It is no secret that current events have ignited some serious talks about sexual harassment and assault. I have decided that it’s finally time for me to weigh in on this topic.
The cosplay community has been dealing with this subject for a long time and you’ve probably heard the phrase “cosplay is NOT consent”. Yes, I realize that many female characters are dressed sexily…or sometimes not dressed in much at all. Cosplay is about representing a character that you admire in some way. I have a tend to cosplay female characters who are bold and exhibit strength. I don’t see myself as a strong person. I struggle daily with panic attacks and agoraphobia. For me, cosplay is an outlet. Somehow, when I put on a costume, I take on a bit of the character. When I’m cosplaying a character that I see as being strong, I end up feeling a little stronger, myself. My anxiety improves, because for the moment, I’m not Allison. There is also a sense of pride that comes with cosplaying. When I put a costume together, I see something that I know I can be proud of. I may not be the best cosplayer or have the experience of others, but my sewing and crafting skills are servable, and even the costumes I’ve been least happy with have turned out well overall.
However, my costumes are not for you. Sure, I hope that other people can get some enjoyment from them. I love seeing children’s faces light up when they see me in costume. I love having photos taken with people who are fans of the characters I cosplay. But ultimately, I do this because it’s something that I love to do. It is a wonderful creative outlet and if it helps with the anxiety, all the better. I can only assume that other cosplayers feel the same way. No one should ever have their feelings of pride and excitement stifled by crude come-ons and unwanted advancements. I don’t care what he or she is wearing. Simply put, it is NEVER acceptable.
Yesterday I heard a conversation where a gentleman spoke to an older woman, and her response to him was, “What, hon?” He replied with, “Excuse me while I update my Facebook status. Me too, guys. Me, too.” I cannot even type this a day later without feeling physically ill and getting emotional about it. In that moment, I felt like the floor fell out from beneath me. It was clear that this man had never experienced any kind of real harassment. I thought, “This is exactly why we don’t say anything when it happens, or share our stories later. You all seem to think that our pain and embarrassment is a joke or some sort of cry for attention.”

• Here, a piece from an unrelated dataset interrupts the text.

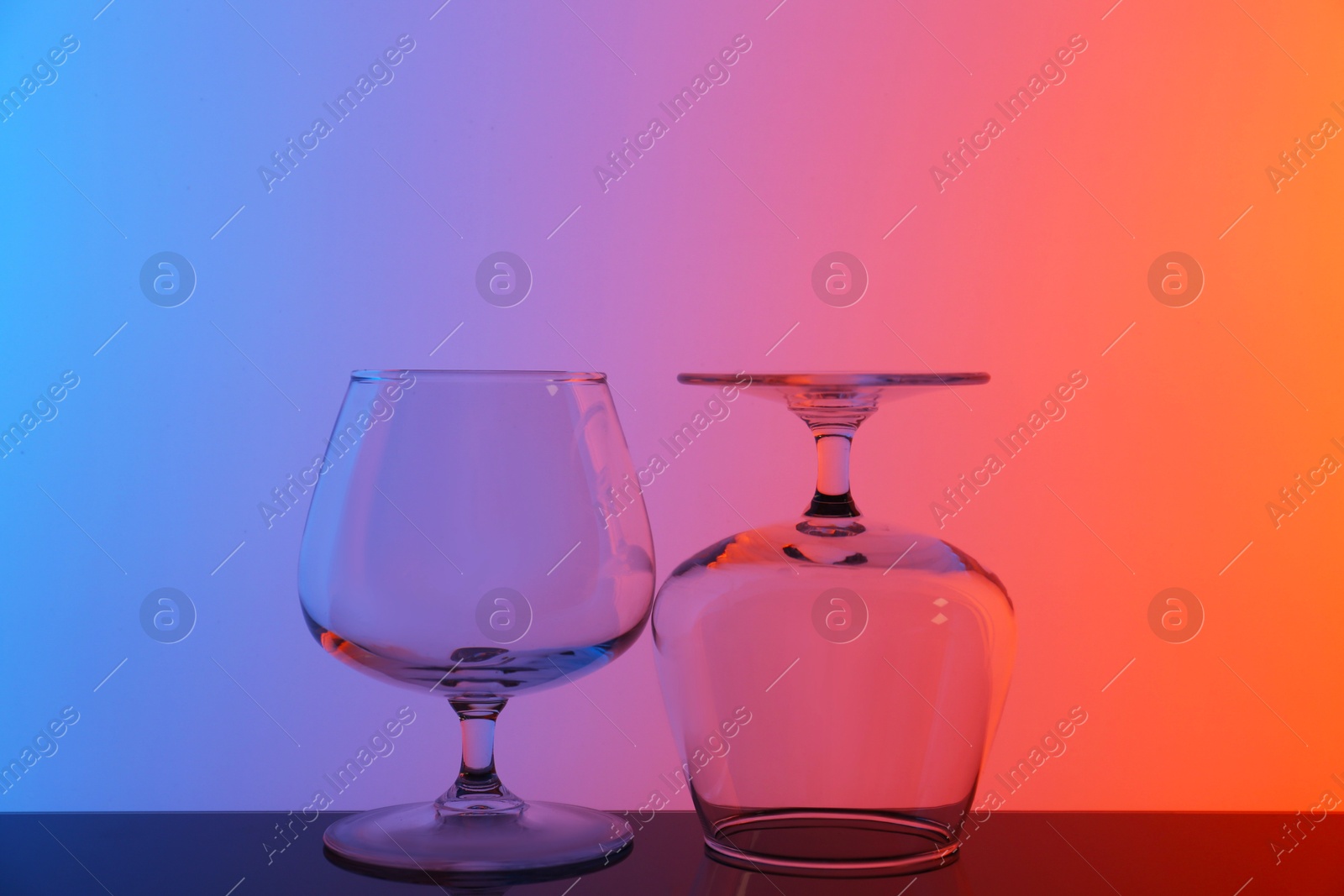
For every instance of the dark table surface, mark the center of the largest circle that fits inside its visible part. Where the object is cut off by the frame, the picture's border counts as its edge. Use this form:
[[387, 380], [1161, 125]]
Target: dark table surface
[[1075, 853]]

Just the night before, I had been sharing with a friend my own stories of harassment and assault. Let’s reexamine that sentence. I said STORIES. This is not a one-time deal. This happens FAR too frequently. While telling my stories, I realized that I had always made excuses for these men. Sometimes it was that I had just started at a job and was afraid of losing it or making people angry, or I had somehow convinced myself that it was my own fault. Sometimes I knew it was someone I’d be seeing relatively regularly and I would have felt badly for making things uncomfortable FOR THEM. What is wrong with this picture? Are women (and some men) really raised to be this non-confrontational that we shove down our own feelings just so that we don’t stir the pot? Are we wrong for wanting our bodies to be our own, to share with only those whom we choose?
What I’m realizing from all of the #MeToo posts is that harassment and assault are silent epidemics that go past the Cosplay world. It goes way past office buildings or the food service industry. It goes past models and actresses. These posts are coming from women of every color, social status, size, and religion. And yes, while not as frequent, they’re coming from men, too. Why do people feel that this kind of behavior is acceptable? Last week I wrote about how we need to love each other, and part of loving others is respecting them. Speak out. Tell your story. Respect: Join the movement.